Debt refugees head for UK to escape German law

Dozens of large German firms on the brink of insolvency are preparing to come to London to shed their debts after a landmark legal ruling opened the insolvency courts to failing foreign businesses.

At least 90 German companies with debts of more than €100m (£88.8m) are planning to have their finances restructured before English judges, according to German legal sources. It will allow them to avoid strict German insolvency laws, force creditors to take a higher level of losses and rescue viable parts of the troubled businesses.

British lawyers and accountants are in line for a lucrative slice of the fees associated with the moves, with each case expected to generate income in excess of £10m.
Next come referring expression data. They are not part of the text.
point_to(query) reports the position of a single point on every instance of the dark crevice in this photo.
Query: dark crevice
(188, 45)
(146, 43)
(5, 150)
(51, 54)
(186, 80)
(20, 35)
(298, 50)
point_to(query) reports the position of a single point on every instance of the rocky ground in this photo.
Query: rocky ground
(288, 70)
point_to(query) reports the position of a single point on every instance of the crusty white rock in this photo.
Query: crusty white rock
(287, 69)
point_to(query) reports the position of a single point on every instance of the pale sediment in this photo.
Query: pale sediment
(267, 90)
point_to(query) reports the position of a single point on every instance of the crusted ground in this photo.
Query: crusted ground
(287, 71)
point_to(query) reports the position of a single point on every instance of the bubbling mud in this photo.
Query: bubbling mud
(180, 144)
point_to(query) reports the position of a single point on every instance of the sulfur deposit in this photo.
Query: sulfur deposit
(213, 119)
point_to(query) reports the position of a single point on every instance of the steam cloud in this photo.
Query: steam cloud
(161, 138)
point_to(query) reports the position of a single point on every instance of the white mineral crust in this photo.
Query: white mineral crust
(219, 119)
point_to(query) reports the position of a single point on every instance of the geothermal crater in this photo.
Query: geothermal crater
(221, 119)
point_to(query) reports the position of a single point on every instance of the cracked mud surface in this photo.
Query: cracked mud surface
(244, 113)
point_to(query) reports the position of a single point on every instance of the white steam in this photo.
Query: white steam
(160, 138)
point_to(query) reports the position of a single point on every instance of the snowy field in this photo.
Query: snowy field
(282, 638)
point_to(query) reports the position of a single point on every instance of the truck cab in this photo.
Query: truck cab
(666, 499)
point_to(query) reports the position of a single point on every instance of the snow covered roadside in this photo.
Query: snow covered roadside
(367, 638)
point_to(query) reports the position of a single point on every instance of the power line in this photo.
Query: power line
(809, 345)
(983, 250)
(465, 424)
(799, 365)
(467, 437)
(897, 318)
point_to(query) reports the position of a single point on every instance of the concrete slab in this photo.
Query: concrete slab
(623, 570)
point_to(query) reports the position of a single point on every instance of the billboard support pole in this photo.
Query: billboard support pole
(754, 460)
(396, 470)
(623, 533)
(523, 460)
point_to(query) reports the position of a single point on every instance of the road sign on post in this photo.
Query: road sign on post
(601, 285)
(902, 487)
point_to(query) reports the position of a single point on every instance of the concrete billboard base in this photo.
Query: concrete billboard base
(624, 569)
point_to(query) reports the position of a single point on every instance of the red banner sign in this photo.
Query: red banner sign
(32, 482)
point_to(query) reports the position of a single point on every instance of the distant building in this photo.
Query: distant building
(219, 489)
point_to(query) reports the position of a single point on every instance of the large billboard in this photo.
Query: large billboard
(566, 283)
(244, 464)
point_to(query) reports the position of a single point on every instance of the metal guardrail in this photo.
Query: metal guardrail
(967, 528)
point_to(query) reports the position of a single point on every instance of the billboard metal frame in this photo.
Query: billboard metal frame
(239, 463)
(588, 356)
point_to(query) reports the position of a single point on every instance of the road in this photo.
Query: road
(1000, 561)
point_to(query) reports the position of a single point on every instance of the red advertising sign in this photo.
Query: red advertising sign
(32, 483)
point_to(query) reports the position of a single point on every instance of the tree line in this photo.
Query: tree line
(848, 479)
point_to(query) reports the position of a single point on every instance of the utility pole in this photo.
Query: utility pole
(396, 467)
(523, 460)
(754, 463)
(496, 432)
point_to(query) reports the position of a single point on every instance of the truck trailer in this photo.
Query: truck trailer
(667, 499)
Their German counterparts are opening offices in London and advertising for dual-qualified staff.

The High Court last month granted a scheme of arrangement for Rodenstock, a major German spectacle manufacturer crippled by debts of €305.3m (£271m).
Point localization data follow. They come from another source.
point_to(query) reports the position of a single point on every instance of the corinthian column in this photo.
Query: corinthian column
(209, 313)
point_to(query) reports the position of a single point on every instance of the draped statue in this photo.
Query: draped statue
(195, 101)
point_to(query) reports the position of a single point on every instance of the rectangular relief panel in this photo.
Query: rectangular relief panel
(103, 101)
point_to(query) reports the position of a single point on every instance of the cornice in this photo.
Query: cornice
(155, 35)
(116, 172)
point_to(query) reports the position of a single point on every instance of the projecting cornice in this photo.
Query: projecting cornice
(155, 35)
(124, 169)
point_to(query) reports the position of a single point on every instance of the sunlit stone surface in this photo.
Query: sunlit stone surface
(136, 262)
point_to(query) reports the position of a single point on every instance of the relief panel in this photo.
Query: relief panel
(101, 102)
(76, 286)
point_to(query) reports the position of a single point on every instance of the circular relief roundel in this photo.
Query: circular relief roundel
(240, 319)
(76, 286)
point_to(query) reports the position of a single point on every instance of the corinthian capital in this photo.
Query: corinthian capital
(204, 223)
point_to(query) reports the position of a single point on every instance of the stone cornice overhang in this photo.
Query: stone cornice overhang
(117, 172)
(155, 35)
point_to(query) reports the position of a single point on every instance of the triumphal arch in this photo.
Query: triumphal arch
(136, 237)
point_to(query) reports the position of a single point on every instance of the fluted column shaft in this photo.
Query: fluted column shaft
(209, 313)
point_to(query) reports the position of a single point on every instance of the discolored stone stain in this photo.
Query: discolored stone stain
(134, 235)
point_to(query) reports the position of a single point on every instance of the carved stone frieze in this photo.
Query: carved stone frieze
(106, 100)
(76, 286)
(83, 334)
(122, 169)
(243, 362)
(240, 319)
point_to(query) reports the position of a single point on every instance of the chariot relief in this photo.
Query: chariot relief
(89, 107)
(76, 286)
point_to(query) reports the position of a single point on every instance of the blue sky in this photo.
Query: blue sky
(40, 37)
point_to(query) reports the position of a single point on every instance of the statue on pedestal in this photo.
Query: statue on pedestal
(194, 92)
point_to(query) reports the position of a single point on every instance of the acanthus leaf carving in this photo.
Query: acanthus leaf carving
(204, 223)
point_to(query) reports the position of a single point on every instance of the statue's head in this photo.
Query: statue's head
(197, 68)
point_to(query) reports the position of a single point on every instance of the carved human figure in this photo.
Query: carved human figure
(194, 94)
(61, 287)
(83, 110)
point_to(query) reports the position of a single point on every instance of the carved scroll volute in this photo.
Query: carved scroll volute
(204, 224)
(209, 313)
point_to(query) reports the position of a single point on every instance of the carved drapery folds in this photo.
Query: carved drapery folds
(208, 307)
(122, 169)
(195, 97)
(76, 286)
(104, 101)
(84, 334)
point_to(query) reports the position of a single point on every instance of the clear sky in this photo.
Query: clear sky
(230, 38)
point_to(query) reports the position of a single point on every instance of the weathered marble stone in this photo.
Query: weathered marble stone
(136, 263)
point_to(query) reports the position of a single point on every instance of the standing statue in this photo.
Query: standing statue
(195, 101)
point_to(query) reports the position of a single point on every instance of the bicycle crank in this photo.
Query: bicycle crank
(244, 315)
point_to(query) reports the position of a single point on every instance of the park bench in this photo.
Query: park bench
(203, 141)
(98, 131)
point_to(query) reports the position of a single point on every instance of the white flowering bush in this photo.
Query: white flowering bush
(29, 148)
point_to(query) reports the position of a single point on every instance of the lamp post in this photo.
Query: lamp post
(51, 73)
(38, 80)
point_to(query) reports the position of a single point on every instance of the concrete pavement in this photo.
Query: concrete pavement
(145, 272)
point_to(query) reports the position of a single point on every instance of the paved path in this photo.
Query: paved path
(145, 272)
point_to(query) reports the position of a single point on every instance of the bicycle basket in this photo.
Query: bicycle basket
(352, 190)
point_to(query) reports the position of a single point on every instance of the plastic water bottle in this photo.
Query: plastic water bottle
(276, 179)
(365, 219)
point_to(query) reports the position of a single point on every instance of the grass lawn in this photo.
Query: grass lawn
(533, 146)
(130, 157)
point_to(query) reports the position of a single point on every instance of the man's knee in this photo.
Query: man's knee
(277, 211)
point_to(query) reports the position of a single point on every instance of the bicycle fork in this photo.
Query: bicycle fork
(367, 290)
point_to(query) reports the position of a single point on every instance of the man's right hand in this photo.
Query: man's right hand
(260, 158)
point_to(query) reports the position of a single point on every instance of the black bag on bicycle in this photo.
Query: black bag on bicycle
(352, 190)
The company's headquarters are in Munich, its factories in Thailand and Europe and less than 2pc of its revenue comes from UK customers.

However, because loans were made under English law – now the standard in international finance – Mr Justice Briggs ruled the company could fall under an English jurisdiction. A panel of German legal experts agreed. Previously firms had to demonstrate this country was their "centre of main operations" in order to use English insolvency law.

It gives the green light to an exodus of German "debt refugees".

"Rodenstock was a very important decision. If it holds there are more German companies in the wings," said Frank Tschentcher, a partner at German insolvency specialist Schultze & Braun. The firm is recruiting dual-qualified solicitors for its London office.

Under a Scheme of Arrangement, companies can avoid insolvency by debt-for-equity swaps and fresh loans. The terms must be approved by creditors amounting to half the votes and three-quarters of the debt – meaning small creditors such as employees, suppliers and landlords can be deprived of their money.

Despite its economy's rude health, much of Germany's "mittelstand" of medium-sized companies are badly over-leveraged after taking cheap financing from London banks to buy out rivals.

"They were thought to be too cumbersome, too long, too costly – but because of the chance to cram-down dissenting creditors schemes of arrangement are in vogue again," said Mr Tschentcher.

"Most of the time senior lenders will have their share but junior lenders will lose out. There will be a lot of people jumping up and down and shouting, 'German companies going to England, how dare they'. It's inevitable."

No such schemes exist in Germany, where directors of failed businesses are open to a wide range of civil and criminal charges.